So Many People Are Falling For ‘Domain Spoofing.’ Here’s What It Is — And How To Protect Yourself.

As technology improves and AI becomes less robotic and more “human-like,” it’s becoming harder to spot online scams that aim to steal your data or your money. And a recent viral post on X highlighted a common email scam that experts told HuffPost many people fall for, whether they’re tech savvy or not.

In the post, a user shared a photo of an email they received from a seemingly legitimate source: Microsoft. But when you look closely at the email address, you’ll notice that the “m” in Microsoft is actually “rn,” which looks a lot like an “m” on smaller screens and to those not paying close attention.

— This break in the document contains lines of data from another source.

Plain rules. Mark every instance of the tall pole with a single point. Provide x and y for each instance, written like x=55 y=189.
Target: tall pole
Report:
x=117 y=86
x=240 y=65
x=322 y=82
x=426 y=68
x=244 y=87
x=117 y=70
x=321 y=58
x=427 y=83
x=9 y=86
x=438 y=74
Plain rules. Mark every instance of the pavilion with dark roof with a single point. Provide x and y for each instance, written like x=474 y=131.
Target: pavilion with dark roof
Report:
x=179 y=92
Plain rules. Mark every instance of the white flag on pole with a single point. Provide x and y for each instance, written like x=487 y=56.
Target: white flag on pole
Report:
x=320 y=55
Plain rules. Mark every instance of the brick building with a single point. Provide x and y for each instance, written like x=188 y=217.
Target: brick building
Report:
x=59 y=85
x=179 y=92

This type of scam is known as domain spoofing and is “one of the oldest tricks in the book,” said Alex Hamerstone, the advisory solutions director at TrustedSec, an ethical hacking company.

There are two basic ways that bad actors conduct this kind of scam. “One is creating the fake websites that have a similar-looking name, and then the other is using [the fake website] to send emails,” Hamerstone said.

“What these threat actors are preying on is the fact that you will just do a quick glimpse of this and not necessarily look into it any deeper,” said Jacob Aurand, the counterintelligence manager at Binary Defense, a cybersecurity company. Think about it: Most of us don’t dissect the email address when we get a message from a big company like Microsoft.